Imagine a cylindrical shell as a rectangular prism with width $f \left(x\right)$, length $2 \pi r$, and thickness $\delta x$. The reason for the length being $2 \pi r$ is that if we unravel a cylindrical shell into a rectangular prism, the length corresponds to the circumference of the circular cross-section of the original cylinder.

The volume of the cylindrical shell is width x length x thickness (height)

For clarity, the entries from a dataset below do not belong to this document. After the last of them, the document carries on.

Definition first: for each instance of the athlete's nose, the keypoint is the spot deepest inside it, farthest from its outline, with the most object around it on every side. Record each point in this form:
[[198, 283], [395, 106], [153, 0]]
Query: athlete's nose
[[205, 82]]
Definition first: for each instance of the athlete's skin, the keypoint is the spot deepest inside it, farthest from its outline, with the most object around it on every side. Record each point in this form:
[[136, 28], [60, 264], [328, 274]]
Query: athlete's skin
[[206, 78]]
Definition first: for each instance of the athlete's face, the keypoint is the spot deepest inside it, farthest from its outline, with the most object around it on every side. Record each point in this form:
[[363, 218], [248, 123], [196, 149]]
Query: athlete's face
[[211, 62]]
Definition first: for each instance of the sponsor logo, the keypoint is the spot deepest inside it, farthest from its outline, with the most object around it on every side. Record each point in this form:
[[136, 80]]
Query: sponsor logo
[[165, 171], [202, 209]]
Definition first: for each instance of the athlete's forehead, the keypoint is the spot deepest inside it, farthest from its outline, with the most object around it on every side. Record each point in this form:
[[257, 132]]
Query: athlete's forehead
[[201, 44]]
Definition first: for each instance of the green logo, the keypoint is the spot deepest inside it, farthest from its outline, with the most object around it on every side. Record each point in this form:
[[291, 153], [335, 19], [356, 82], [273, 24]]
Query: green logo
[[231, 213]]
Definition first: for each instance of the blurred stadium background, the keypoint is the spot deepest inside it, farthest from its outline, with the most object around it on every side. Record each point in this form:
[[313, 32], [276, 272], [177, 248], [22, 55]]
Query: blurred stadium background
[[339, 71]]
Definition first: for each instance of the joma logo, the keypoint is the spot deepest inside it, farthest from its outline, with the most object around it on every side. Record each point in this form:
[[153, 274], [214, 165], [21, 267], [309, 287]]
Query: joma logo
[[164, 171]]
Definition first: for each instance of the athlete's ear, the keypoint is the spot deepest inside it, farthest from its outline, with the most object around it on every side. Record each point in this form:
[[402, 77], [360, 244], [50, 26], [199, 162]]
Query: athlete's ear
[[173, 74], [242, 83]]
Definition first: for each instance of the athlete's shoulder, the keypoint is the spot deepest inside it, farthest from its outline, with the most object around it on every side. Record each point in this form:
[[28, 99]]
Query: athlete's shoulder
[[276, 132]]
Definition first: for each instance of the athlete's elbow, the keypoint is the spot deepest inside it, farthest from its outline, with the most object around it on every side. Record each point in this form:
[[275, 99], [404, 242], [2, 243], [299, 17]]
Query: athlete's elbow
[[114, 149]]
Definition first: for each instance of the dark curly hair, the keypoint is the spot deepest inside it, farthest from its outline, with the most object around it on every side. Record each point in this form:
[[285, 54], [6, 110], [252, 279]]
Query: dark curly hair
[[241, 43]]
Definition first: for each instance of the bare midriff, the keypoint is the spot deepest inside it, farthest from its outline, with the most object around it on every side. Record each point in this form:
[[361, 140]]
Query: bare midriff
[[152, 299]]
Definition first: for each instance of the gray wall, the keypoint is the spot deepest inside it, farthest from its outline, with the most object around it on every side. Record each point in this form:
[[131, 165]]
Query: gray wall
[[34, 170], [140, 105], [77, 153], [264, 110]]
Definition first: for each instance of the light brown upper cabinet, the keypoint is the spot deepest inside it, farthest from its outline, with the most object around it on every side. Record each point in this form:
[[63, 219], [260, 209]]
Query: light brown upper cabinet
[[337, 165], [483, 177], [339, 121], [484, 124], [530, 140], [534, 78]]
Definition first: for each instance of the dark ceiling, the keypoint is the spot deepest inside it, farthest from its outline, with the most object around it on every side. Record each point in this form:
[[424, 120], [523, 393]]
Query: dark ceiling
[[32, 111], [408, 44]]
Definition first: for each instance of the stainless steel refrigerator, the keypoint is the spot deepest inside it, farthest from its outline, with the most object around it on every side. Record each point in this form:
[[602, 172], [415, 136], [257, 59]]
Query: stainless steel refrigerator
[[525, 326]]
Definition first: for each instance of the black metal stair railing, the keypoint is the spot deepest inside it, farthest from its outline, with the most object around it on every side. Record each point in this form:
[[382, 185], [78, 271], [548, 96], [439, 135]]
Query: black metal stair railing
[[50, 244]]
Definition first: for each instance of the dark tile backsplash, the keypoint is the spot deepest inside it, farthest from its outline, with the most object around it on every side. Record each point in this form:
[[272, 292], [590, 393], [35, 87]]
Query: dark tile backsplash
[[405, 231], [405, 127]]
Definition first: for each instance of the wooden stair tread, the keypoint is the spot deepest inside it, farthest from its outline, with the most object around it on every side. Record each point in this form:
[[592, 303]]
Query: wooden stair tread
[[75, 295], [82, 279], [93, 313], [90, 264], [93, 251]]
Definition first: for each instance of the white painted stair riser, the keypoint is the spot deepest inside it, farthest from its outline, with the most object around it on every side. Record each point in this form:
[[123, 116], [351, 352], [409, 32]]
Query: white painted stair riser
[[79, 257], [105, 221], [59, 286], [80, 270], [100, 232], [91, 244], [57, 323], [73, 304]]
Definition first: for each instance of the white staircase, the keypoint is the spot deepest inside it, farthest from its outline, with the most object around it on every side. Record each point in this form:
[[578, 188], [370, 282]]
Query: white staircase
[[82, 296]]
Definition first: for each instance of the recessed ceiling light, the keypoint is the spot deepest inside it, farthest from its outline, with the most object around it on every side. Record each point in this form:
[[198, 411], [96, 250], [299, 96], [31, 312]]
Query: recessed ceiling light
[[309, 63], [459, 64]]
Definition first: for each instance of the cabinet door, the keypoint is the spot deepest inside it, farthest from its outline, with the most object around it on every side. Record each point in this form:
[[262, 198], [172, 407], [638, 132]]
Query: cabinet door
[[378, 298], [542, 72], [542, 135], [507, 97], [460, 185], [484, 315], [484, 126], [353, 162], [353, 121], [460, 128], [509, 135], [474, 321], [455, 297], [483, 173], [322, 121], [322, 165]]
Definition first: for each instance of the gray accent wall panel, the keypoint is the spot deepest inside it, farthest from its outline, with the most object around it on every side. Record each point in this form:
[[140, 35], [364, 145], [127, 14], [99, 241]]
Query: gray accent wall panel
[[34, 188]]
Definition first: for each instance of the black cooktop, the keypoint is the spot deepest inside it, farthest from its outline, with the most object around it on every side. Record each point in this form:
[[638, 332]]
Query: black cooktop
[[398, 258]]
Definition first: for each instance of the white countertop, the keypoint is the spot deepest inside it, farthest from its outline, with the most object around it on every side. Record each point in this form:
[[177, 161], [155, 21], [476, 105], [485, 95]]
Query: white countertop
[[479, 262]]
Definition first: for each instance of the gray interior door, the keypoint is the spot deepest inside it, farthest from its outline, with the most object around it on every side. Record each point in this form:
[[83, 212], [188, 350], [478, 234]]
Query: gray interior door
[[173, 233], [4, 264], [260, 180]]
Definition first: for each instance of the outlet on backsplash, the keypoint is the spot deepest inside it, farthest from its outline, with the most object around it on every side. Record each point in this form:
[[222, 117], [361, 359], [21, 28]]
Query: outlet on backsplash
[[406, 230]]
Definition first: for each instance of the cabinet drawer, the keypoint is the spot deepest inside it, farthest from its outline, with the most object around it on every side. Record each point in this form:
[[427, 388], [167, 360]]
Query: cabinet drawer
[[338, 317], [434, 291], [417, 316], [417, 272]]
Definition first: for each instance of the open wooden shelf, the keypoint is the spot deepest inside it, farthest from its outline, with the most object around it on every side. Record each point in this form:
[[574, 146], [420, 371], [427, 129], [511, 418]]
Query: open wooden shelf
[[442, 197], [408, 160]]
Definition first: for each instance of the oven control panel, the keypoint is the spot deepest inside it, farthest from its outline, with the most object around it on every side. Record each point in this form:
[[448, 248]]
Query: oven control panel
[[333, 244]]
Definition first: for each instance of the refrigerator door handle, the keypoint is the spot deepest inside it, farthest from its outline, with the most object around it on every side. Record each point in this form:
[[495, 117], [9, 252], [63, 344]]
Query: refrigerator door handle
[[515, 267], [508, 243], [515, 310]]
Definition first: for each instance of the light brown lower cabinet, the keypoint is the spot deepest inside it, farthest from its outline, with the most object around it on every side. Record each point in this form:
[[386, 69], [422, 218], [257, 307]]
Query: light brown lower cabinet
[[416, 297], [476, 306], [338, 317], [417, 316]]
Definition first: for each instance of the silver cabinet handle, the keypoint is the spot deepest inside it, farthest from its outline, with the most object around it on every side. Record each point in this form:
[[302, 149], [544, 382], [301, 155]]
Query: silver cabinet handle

Now width $= f \left(x\right) = 3 x - {x}^{2}$

$\therefore$ Volume of shell$= 2 \pi r \left(3 x - {x}^{2}\right) \delta x$

If we sketch the parabola $y = 3 x - {x}^{2}$ we can see that the region bound by this parabola and the x-axis resides in the domain $0 \le x \le 3$

Also, the radius of the cylindrical shell is considered to be the distance from the axis of revolution $x = - 1$ and the edge of the shell (i.e. at a position $x$ within the domain $0 \le x \le 3$)

Hence, r$= 1 + x$

$\therefore$Volume of shell$= 2 \pi \left(1 + x\right) \left(3 x - {x}^{2}\right) \delta x$

i.e. the change in volume, $\delta v = 2 \pi \left(1 + x\right) \left(3 x - {x}^{2}\right) \delta x$

To find the volume, we limit the thickness of the shells, and find their summation within the domain $0 \le x \le 3$

$V = {\lim}_{\delta x \to 0} {\sum}_{x = 0}^{3} \left(2 \pi \left(1 + x\right) \left(3 x - {x}^{2}\right) \delta x\right)$

$= 2 \pi {\int}_{0}^{3} \left(1 + x\right) \left(3 x - {x}^{2}\right) \mathrm{dx}$

$= 2 \pi {\int}_{0}^{3} \left(3 x + 2 {x}^{2} - {x}^{3}\right) \mathrm{dx}$

$= 2 \pi {\left[\frac{3}{2} {x}^{2} + \frac{2}{3} {x}^{3} - \frac{1}{4} {x}^{4}\right]}_{0}^{3}$

$= 2 \pi \left[\frac{45}{4}\right]$

$= \frac{45 \pi}{2} u n i t {s}^{3}$